The duty of any advisor is to do what’s in the client’s best interest, and any personal biases about the advice given needs to be left at home.
I’ve written a few articles over the years that have elicited some pretty nasty hate mail. The article that
created the most hate mail was Medicaid planning using annuities is viable again
Why hate mail? Because the article essentially told readers how to preserve a client’s assets for family members while at the same time getting the government to pay for their nursing home expenses.
You’d think I was evil for suggesting that advisors use the law to their client’s advantage. The typical comment read like the following: “How can you live with yourself? Telling clients how to re-title their assets so they can get the government to pay is immoral and bad for the society at large."
It was the “bad for the society at large” comments that really bothered me.
I will admit that when you help clients with Medicaid planning, you save them money and cost the U.S. government and the state money. In other words, you are using taxpayer dollars instead of the clients’ own money to pay for their care.
The ethical/moral dilemma
Because the federal and most state governments are broke, is it unethical
, immoral or flat out wrong to give proper Medicaid planning advice to clients so they can preserve their assets for other family members and receive financial assistance from the government?
In short, not only is it not unethical, immoral or wrong, an attorney is mandated by his/her ethical code to provide the best Medicaid planning advice to clients, no matter how it affects the society at large.
Do financial planners or insurance agents have a different duty? I don’t think so. The duty of any advisor is to do what’s in the client’s best interest, and any personal biases about the advice given needs to be left at home.
While Medicaid planning is offensive to some or even many advisors, those feelings are not relevant if they prevent the client from receiving the best advice. If advisors want to tell clients their personal feelings while still telling them how to properly shift assets to qualify for Medicaid planning
, I’m OK with that.

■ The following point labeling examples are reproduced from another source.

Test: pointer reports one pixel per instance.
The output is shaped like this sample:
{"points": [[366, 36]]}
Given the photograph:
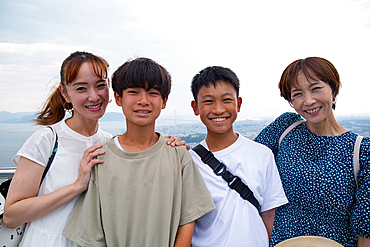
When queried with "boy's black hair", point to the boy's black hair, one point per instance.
{"points": [[142, 73], [214, 75]]}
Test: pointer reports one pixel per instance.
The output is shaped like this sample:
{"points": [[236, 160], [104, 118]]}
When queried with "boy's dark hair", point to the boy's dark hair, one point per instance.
{"points": [[141, 73], [214, 75]]}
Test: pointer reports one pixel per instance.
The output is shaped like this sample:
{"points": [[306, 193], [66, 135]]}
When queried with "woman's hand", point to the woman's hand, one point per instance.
{"points": [[173, 141], [87, 162]]}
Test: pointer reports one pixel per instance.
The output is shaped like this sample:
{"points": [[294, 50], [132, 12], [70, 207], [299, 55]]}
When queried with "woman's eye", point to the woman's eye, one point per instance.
{"points": [[102, 85]]}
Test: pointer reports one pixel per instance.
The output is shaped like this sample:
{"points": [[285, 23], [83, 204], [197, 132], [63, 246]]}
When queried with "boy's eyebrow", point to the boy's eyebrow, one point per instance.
{"points": [[210, 95]]}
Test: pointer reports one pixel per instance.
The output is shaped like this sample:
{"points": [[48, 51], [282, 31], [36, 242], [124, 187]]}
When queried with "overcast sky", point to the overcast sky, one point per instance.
{"points": [[256, 39]]}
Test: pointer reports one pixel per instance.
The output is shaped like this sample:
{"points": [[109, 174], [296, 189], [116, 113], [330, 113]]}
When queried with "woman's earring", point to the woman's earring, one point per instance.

The client can then make an informed decision.
It’s the advisor who intentionally withholds the best advice from clients that is unacceptable and, ultimately, can get themselves sued if their clients or their heirs find out.
For those who don’t like the laws of this land (like many who seem to take offense at proper Medicaid planning
), take action to elect officials who will change the law. But don’t punish your clients by not using the laws of this land to their advantage.
My bottom line with this article is that if you are giving advice to seniors age 60 or older, you must learn Medicaid planning in order to give them the best advice.
If you don’t know Medicaid planning and you are selling life insurance, annuities, stocks, mutual funds or bonds to senior clients, your advice could be putting their assets at risk of Medicaid
spend down (something that is not in your client’s best interest).